Advocates for the new law, like Jason Tarasek, an attorney at the cannabis law practice Vicente LLP, applaud the inclusion of this provision. By learning from the failed practices in other states, he believes Minnesota's cannabis industry will be able to benefit quickly and safely from a more soundly constructed statute.


"By precluding local governments from opting out, yet giving municipalities (the) power to regulate the time, place and manner of the operations of cannabis businesses, Minnesota is much more likely to put the illicit market out of business in every corner of the state," he added.


"By precluding local governments from opting out, yet giving municipalities (the) power to regulate the time, place and manner of the operations of cannabis businesses, Minnesota is much more likely to put the illicit market out of business in every corner of the state."

- Jason Tarasek, an attorney at the cannabis law practice Vicente LLP


For many city leaders, the real issue seems to center around losing control concerning the legal sale of marijuana within their local fiefdoms.

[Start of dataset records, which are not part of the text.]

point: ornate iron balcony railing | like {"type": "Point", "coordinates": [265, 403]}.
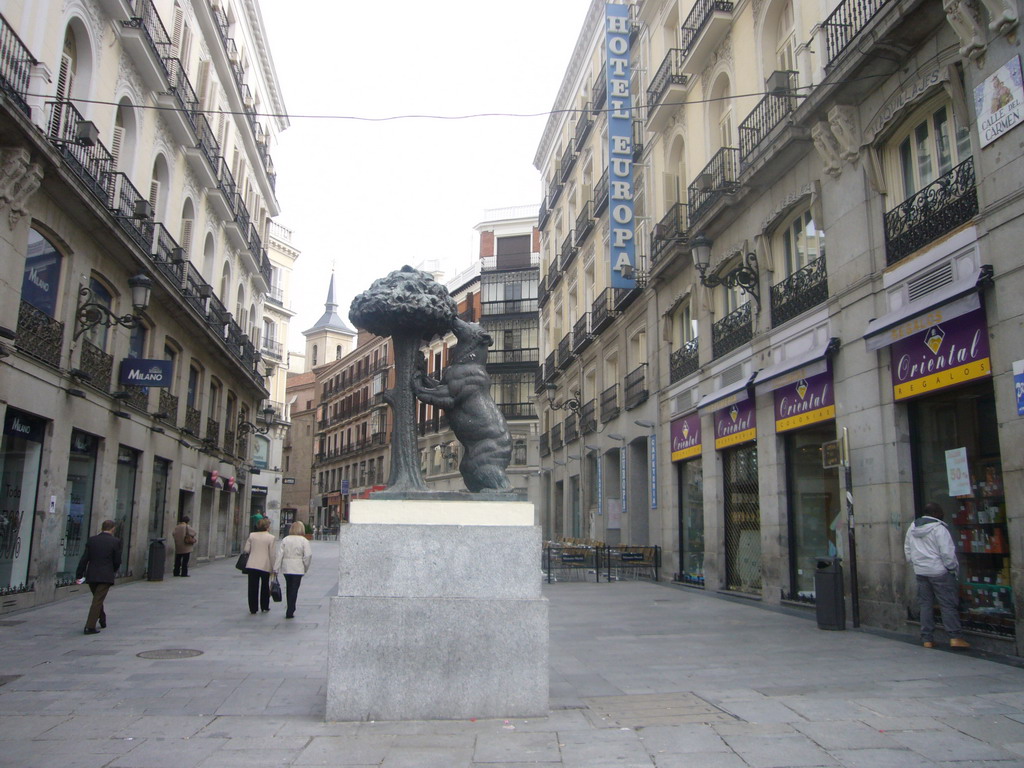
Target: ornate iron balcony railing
{"type": "Point", "coordinates": [942, 206]}
{"type": "Point", "coordinates": [669, 73]}
{"type": "Point", "coordinates": [732, 331]}
{"type": "Point", "coordinates": [719, 177]}
{"type": "Point", "coordinates": [39, 335]}
{"type": "Point", "coordinates": [803, 290]}
{"type": "Point", "coordinates": [684, 361]}
{"type": "Point", "coordinates": [671, 229]}
{"type": "Point", "coordinates": [771, 111]}
{"type": "Point", "coordinates": [15, 66]}
{"type": "Point", "coordinates": [698, 17]}
{"type": "Point", "coordinates": [845, 23]}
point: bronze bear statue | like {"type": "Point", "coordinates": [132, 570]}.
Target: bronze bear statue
{"type": "Point", "coordinates": [464, 392]}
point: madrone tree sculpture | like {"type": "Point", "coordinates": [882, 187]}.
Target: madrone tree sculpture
{"type": "Point", "coordinates": [410, 306]}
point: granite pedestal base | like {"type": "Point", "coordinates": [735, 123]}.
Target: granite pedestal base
{"type": "Point", "coordinates": [440, 620]}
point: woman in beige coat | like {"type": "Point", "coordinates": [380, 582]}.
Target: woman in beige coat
{"type": "Point", "coordinates": [259, 545]}
{"type": "Point", "coordinates": [294, 556]}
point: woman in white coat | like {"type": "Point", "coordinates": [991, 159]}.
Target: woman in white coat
{"type": "Point", "coordinates": [259, 545]}
{"type": "Point", "coordinates": [294, 556]}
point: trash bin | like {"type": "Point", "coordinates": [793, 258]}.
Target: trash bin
{"type": "Point", "coordinates": [828, 600]}
{"type": "Point", "coordinates": [158, 554]}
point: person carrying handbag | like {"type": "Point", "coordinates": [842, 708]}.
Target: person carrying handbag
{"type": "Point", "coordinates": [260, 547]}
{"type": "Point", "coordinates": [294, 556]}
{"type": "Point", "coordinates": [184, 539]}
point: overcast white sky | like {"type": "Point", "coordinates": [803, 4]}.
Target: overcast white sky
{"type": "Point", "coordinates": [369, 198]}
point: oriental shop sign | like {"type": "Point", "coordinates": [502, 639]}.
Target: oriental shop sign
{"type": "Point", "coordinates": [943, 355]}
{"type": "Point", "coordinates": [623, 247]}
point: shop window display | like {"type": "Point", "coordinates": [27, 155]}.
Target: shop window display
{"type": "Point", "coordinates": [957, 465]}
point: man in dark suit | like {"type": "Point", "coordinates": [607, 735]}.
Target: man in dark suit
{"type": "Point", "coordinates": [97, 567]}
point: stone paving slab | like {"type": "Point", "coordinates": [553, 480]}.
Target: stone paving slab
{"type": "Point", "coordinates": [677, 678]}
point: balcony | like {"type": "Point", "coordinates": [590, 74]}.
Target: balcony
{"type": "Point", "coordinates": [635, 392]}
{"type": "Point", "coordinates": [90, 164]}
{"type": "Point", "coordinates": [567, 252]}
{"type": "Point", "coordinates": [803, 290]}
{"type": "Point", "coordinates": [564, 356]}
{"type": "Point", "coordinates": [39, 335]}
{"type": "Point", "coordinates": [588, 418]}
{"type": "Point", "coordinates": [845, 23]}
{"type": "Point", "coordinates": [732, 331]}
{"type": "Point", "coordinates": [509, 306]}
{"type": "Point", "coordinates": [15, 67]}
{"type": "Point", "coordinates": [667, 91]}
{"type": "Point", "coordinates": [585, 222]}
{"type": "Point", "coordinates": [566, 162]}
{"type": "Point", "coordinates": [684, 361]}
{"type": "Point", "coordinates": [771, 112]}
{"type": "Point", "coordinates": [581, 334]}
{"type": "Point", "coordinates": [584, 125]}
{"type": "Point", "coordinates": [702, 31]}
{"type": "Point", "coordinates": [513, 356]}
{"type": "Point", "coordinates": [518, 410]}
{"type": "Point", "coordinates": [718, 179]}
{"type": "Point", "coordinates": [601, 314]}
{"type": "Point", "coordinates": [671, 230]}
{"type": "Point", "coordinates": [601, 194]}
{"type": "Point", "coordinates": [947, 203]}
{"type": "Point", "coordinates": [609, 403]}
{"type": "Point", "coordinates": [146, 42]}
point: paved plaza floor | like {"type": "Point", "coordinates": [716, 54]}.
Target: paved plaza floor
{"type": "Point", "coordinates": [642, 675]}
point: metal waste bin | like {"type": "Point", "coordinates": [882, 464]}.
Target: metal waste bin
{"type": "Point", "coordinates": [158, 555]}
{"type": "Point", "coordinates": [828, 600]}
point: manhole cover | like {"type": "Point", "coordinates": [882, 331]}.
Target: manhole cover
{"type": "Point", "coordinates": [170, 653]}
{"type": "Point", "coordinates": [643, 710]}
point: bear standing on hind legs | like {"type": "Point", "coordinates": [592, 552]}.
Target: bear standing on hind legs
{"type": "Point", "coordinates": [464, 392]}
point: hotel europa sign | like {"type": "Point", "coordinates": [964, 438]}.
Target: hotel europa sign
{"type": "Point", "coordinates": [622, 244]}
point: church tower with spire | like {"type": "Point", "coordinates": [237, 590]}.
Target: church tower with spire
{"type": "Point", "coordinates": [331, 338]}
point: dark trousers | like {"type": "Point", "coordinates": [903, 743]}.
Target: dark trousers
{"type": "Point", "coordinates": [181, 563]}
{"type": "Point", "coordinates": [292, 582]}
{"type": "Point", "coordinates": [943, 590]}
{"type": "Point", "coordinates": [96, 609]}
{"type": "Point", "coordinates": [259, 591]}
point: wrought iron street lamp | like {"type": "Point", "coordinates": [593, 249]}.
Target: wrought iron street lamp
{"type": "Point", "coordinates": [90, 312]}
{"type": "Point", "coordinates": [744, 275]}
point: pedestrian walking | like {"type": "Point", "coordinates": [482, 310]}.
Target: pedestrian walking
{"type": "Point", "coordinates": [98, 567]}
{"type": "Point", "coordinates": [929, 547]}
{"type": "Point", "coordinates": [294, 556]}
{"type": "Point", "coordinates": [259, 545]}
{"type": "Point", "coordinates": [184, 539]}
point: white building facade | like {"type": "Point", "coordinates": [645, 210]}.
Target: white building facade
{"type": "Point", "coordinates": [134, 155]}
{"type": "Point", "coordinates": [764, 239]}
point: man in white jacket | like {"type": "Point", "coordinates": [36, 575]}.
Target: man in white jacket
{"type": "Point", "coordinates": [930, 548]}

Until the Office of Cannabis Management (OCM) establishes official guidelines and begins accepting applications for adult-use cannabis retailers around a target date of May 2024, local officials have no real authority to do anything regarding potential retail businesses in their areas of influence and enforcement.


In the meantime, it seems that a handful of Minnesota cities want to pass phantom bans on cannabis businesses that currently do not exist under a law that prohibits explicitly banning those companies once they do come into existence sometime in the not-too-distant future. The adage, "Don't worry about things that haven't happened yet." comes to mind when pondering this latest set of head-scratching moves by a few obviously frustrated small-town politicians seeking attention and votes.